PF/Tijah site views and downloads

Friday, January 18th, 2008, posted by Djoerd Hiemstra

The MultimediaN board asks for “Economic impact”, so I gathered some statistics on the usage of PF/Tijah:

  • Between 1 May 2007 and now, the site was visited 1162 times, 5127 page views in total
  • Between between 22 October 2007 (last release) and now, there were 1100 downloads of MonetDB/XQuery 0.20 (including PF/Tijah) 46 of those downloads, so 4.2 %, were directed from the Pf/Tijah site

PF/Tijah documentation available as technical report

Wednesday, December 19th, 2007, posted by Djoerd Hiemstra

by Djoerd Hiemstra, Henning Rode, and Jan Flokstra

PF/Tijah (Pathfinder/Tijah, pronounce as “Pee Ef Teeja“) is a flexible open source text search system developed at the University of Twente in cooperation with CWI Amsterdam and TU München. The system is integrated in the Pathfinder XQuery database system and can be downloaded as part of MonetDB/XQuery. This report contains user documentation of PF/Tijah, including example usage in three show cases.

For more information, see: PF/Tijah site

SIGIR’s 30th anniversary: an analysis of trends in IR research and the topology of its community

Wednesday, November 21st, 2007, posted by Djoerd Hiemstra

by Djoerd Hiemstra, Claudia Hauff, Franciska de Jong, and Wessel Kraaij

This paper presents an analysis of all SIGIR proceedings to date in order to summarize what IR researchers discussed over the years, where they are from, and whether subcommunities can be identified, determined by co-authorship.

[pdf] [more info]

SIGIR 30th Anniversary Search Demo

Thursday, June 21st, 2007, posted by Djoerd Hiemstra

SIGIR will have its 30th conference this year. To celebrate this, we created some fun search applications that search the abstracts of 30 years of SIGIR proceedings at:

Enter your favorite IR topic to search in the abstracts of 30 years of SIGIR and find experts, periods and geographical locations associated with your search. The “mystery link” will be revealed at the conference in Amsterdam.

Vojkan Mihajlovic defends Ph.D. thesis on structured information retrieval

Friday, December 8th, 2006, posted by Djoerd Hiemstra

Score Region Algebra: A flexible framework for structured information retrieval

by Vojkan Mihajlovic

The scope of the research presented in this thesis is the retrieval of relevant information from structured documents. The thesis describes a framework for information retrieval in documents that have some form of annotation used for describing logical and semantical document structure, such as XML and SGML. The development of the structured information retrieval framework follows the ideas from both database and information retrieval worlds. It uses a three-level database architecture and implements relevance scoring mechanisms inherited from information retrieval models.
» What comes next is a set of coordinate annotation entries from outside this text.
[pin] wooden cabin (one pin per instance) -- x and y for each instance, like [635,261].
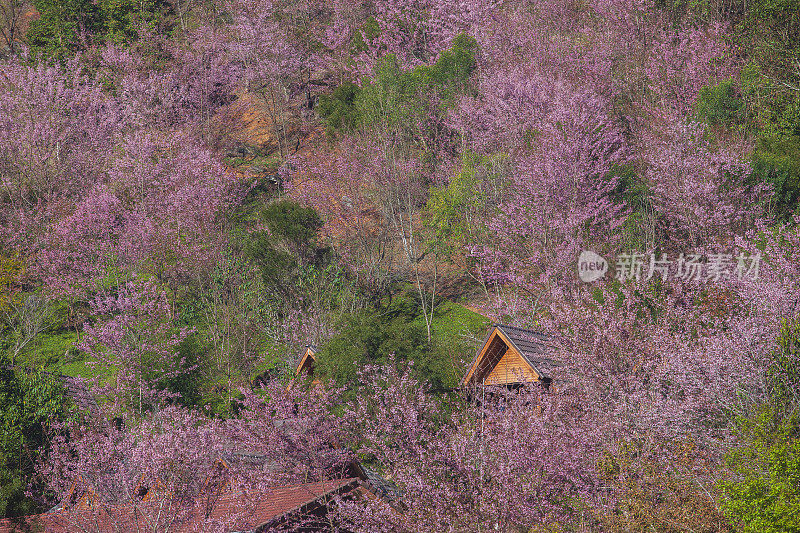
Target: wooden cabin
[305,368]
[512,356]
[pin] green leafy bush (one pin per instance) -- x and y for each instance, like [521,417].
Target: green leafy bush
[776,160]
[766,496]
[717,105]
[395,99]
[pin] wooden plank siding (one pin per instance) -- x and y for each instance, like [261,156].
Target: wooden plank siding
[500,362]
[511,369]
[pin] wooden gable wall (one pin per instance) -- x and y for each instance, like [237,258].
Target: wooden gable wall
[512,368]
[499,363]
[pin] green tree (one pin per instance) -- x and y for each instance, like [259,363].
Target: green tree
[61,26]
[28,401]
[765,497]
[121,17]
[763,494]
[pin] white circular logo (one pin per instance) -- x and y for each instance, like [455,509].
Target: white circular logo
[591,266]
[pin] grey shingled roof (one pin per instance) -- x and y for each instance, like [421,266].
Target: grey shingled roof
[533,346]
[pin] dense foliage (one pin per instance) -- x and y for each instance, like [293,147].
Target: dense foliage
[192,191]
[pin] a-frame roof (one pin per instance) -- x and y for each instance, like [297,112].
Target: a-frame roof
[533,347]
[305,363]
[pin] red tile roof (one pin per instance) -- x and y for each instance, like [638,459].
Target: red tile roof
[231,512]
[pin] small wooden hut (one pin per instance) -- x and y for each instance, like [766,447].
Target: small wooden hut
[512,356]
[305,368]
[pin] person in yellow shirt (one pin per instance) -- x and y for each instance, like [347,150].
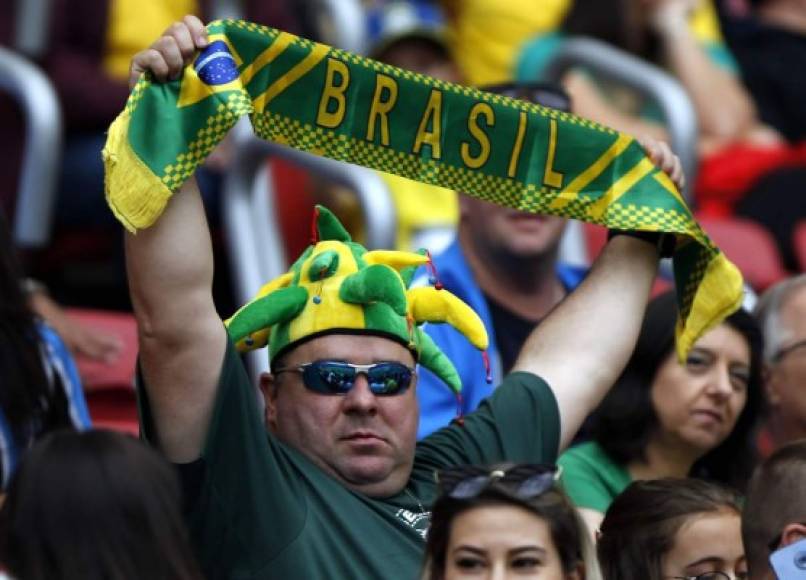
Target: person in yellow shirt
[486,36]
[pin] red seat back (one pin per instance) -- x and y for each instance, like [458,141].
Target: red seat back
[748,245]
[799,242]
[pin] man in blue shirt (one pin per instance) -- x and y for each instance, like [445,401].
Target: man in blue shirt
[504,264]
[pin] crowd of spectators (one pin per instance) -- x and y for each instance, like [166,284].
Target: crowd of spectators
[589,451]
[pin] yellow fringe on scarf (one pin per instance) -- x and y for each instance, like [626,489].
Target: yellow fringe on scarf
[722,280]
[136,196]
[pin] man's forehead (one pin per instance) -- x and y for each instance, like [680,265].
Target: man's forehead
[355,348]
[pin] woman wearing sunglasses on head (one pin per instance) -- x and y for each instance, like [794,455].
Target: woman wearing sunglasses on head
[666,419]
[673,529]
[506,522]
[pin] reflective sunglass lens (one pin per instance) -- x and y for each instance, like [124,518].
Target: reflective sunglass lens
[469,487]
[329,378]
[389,379]
[536,484]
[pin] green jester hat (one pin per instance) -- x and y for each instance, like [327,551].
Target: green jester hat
[336,285]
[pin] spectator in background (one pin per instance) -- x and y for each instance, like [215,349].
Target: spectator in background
[92,42]
[95,506]
[486,35]
[409,35]
[775,509]
[673,528]
[320,485]
[40,388]
[666,419]
[768,38]
[659,32]
[506,522]
[504,263]
[781,314]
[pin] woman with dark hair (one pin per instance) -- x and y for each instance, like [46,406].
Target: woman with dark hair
[686,529]
[506,521]
[40,390]
[93,506]
[666,419]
To develop the structured retrieval framework, the problem of structured information retrieval is analyzed and elementary requirements for structured retrieval systems are specified. These requirements are: (1) entity selection - the selection of different entities in structured documents, such as elements, terms, attributes, image and video references, which are parts of the user query; (2) entity relevance score computation - the computation of relevance scores for different structured elements with respect to the content they contain; (3) relevance score combination - the combination of relevance scores from (different) elements in a document structure, resulting in a common element relevance score; (4) relevance score propagation - the propagation of scores from different elements to common ancestor or descendant elements following the query. These four requirements are supported when developing a database logical algebra in harmony with the retrieval models used for ranking. In the specification of the logical algebra we face a challenge of a transparent instantiation of retrieval models, i.e., the specification of different retrieval models without affecting the algebra operators.
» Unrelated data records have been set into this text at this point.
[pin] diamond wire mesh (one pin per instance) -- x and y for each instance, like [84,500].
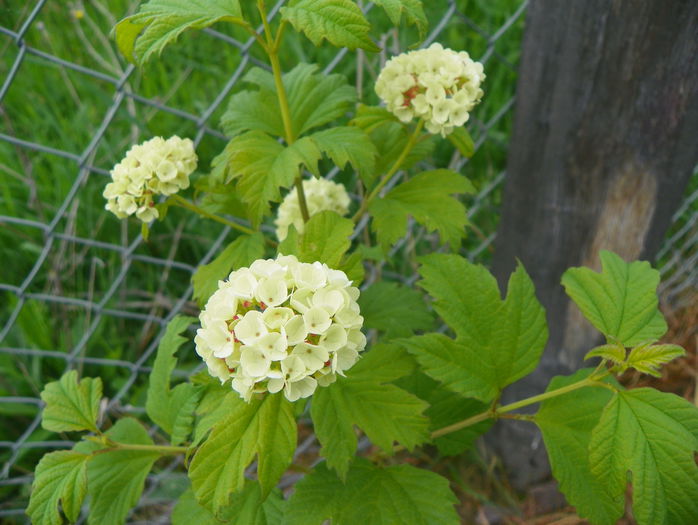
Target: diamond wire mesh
[76,240]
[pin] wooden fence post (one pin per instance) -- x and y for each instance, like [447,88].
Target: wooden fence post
[605,139]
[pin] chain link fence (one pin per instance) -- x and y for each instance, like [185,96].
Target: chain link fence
[80,289]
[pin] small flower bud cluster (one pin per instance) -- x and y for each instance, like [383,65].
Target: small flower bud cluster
[156,167]
[281,325]
[438,85]
[320,195]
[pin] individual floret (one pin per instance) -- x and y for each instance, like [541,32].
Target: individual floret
[438,85]
[281,325]
[156,167]
[320,195]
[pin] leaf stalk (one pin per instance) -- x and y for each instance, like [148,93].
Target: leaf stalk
[393,169]
[272,47]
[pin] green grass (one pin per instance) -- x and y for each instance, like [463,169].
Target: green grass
[52,105]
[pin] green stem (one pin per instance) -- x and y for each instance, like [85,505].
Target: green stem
[272,48]
[164,450]
[184,203]
[396,166]
[502,411]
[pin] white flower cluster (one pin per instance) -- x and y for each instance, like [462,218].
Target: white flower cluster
[438,85]
[320,195]
[156,167]
[281,324]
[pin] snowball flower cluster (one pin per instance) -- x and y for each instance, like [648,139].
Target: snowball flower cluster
[281,324]
[438,85]
[320,195]
[156,167]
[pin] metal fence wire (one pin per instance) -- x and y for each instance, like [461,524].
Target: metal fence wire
[80,289]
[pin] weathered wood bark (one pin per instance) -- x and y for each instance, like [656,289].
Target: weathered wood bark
[605,139]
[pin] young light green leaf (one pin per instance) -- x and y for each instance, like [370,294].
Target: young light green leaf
[341,22]
[621,301]
[289,246]
[654,436]
[172,409]
[647,358]
[613,352]
[59,477]
[326,239]
[447,408]
[566,422]
[247,508]
[263,166]
[371,495]
[386,413]
[160,22]
[243,251]
[498,342]
[115,479]
[71,405]
[396,310]
[412,9]
[427,198]
[345,144]
[264,427]
[463,142]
Download Vojkan’s thesis from EPrints.

PF/Tijah: text search in an XML database system

Wednesday, July 26th, 2006, posted by Djoerd Hiemstra

by Djoerd Hiemstra, Henning Rode, Roel van Os and Jan Flokstra

This paper introduces the PF/Tijah system, a text search system that is integrated with an XML/XQuery database management system. We present examples of its use, we explain some of the system internals, and discuss plans for future work. PF/Tijah is part of the open source release of MonetDB/XQuery.

[download pdf] [more info]

PFTijah is up and running!

Wednesday, April 12th, 2006, posted by Djoerd Hiemstra
We’ve run our first NEXI query on the combined system! The NEXI query is compiled from within XQuery, executed, and the results are stored in a BAT. Jan is now working on relating the results back to Pathfinder nodes.

PFTijah Wiki public

Tuesday, February 14th, 2006, posted by Djoerd Hiemstra
PFTijah is the name of an internal project we started wihtin MultimediaN MN5 semantic access. The main goal of the project is creating a flexible environment for setting up search systems by integrating the PathFinder XQuery system with our Tijah XML information retrieval system. Watch the Wiki for system releases and new features.